И вот меня, подобно богине Правосудия, поставили на вершину государственной пирамиды решать судьбы людей. Я и раньше-то относился с большим скептицизмом к идее государства. Ведь если разобраться, никто не может представлять весь народ, от имени народа говорят только диктаторы, узурпировавшие это право.

Я говорю это все тебе как своей жертве, как своего рода богу, которому хочу покаяться. Ведь и идея христианства тоже построена на удушении своей жертвы с тем, чтобы потом ей каяться. Я вижу во всем этом признаки антиномии нашей преступной человеческой сущности, которая не может жить, чтобы не мучить жертву. А христианство – это та спасительная уловка, которая узаконивает человека как преступника, как неисправимого грешника и злодея. Она как бы шепчет ему на ухо: «Сделай преступление и покайся, соверши злодейство и повинись, и ты спасешься, получив прощение, не сойдешь с ума, ибо ты грешен и в самой твоей основе заложены преступление и зло». Как видишь, само государство и религия делают человека преступником. Как один осужденный мне однажды сказал в камере смертников, мы все, двуногие твари,– сборище «вульгарных кретинов с преступными наклонностями».

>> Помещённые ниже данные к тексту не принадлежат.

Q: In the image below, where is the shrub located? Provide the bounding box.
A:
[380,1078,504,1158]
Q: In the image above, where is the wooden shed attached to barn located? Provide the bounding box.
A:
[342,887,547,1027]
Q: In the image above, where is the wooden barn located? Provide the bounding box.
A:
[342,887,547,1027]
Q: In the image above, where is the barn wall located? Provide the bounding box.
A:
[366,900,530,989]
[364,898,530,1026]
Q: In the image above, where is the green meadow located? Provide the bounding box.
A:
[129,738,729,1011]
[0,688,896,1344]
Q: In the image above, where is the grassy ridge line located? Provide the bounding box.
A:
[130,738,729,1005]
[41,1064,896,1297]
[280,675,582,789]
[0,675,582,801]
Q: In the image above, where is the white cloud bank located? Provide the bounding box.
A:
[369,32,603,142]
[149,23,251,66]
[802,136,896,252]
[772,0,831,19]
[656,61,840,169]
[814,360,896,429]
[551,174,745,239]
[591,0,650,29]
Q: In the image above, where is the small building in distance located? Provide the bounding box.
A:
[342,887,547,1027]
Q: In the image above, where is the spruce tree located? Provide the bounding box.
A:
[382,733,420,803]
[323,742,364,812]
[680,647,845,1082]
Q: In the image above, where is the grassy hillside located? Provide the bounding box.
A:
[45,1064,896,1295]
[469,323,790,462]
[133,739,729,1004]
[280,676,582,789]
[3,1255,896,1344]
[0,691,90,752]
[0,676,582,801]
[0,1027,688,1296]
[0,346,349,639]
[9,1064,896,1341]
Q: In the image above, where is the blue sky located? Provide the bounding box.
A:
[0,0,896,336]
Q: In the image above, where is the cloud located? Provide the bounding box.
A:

Так рассуждая, я пришел к выводу, что на мне нет вины за выносимый мной смертный приговор людям, которых я отправлял в царство теней. И чем больше я их туда отправлял, тем больше входил во вкус этого злодейства. Чтобы не усложнять себе жизнь, я все меньше отягощал себя соображениями морали, посылая иногда на виселицу невинные жертвы. А что ты хочешь? Мое дело – осудить человека, и я часто кажусь в этом спектакле невинным из-за того, что у моей жертвы – слабая защита. Мои же победы приносили мне славу и удовлетворение. Они делали меня сильнее, изощрённее в моих методах кровопускания. И я, как злой гений, творил свое черное дело, загоняя жертву в мышеловку. Я ни разу не присутствовал при исполнении моих приговоров, но в какое-то время у меня вдруг появилось чувство вампира, желающего напиться чужой крови. Должен тебе признаться, что со всеми прокурорами происходят подобные метаморфозы. Человек, жаждущий попробовать чьей-либо крови, в конце концов, удовлетворяет свое желание.


Так случилось и со мной.


В тот вечер, когда ты включил на всю громкость дуэт Отелло и Дездемоны, я спокойно надел перчатки, поднялся в ее квартиру и перестрелял всю компанию. Я могу даже тебе описать, с каким хладнокровием и цинизмом я это проделал. Когда ты метался на балконе и бросал на улицу горшки, я отключил в ее квартире свет. Еще поднимаясь по лестнице к ней, я уже знал, что буду делать, и прикрывал правый глаз рукой. И знаешь, для чего я это делал? Когда я открывал ключом дверь квартиры, которую в свое время подарил ей, на лестничной площадке горел свет. Я вошел в темную комнату, где они лежали, и открыл правый глаз. Ослепленные ярким светом, они ничего не видели в полумраке, так же, как и я не мог видеть левым глазом, но мой правый глаз, привыкший к темноте, отлично различал мишень. Поражая цели быстро и метко, я перестрелял их, как куропаток. Музыка, звучавшая из твоего окна, заглушала звуки выстрелов. Затем я бросил пистолет рядом с ними и вышел, включив свет в квартире общим рубильником на лестничной площадке. На все у меня ушло не более двух минут. Никто меня не видел.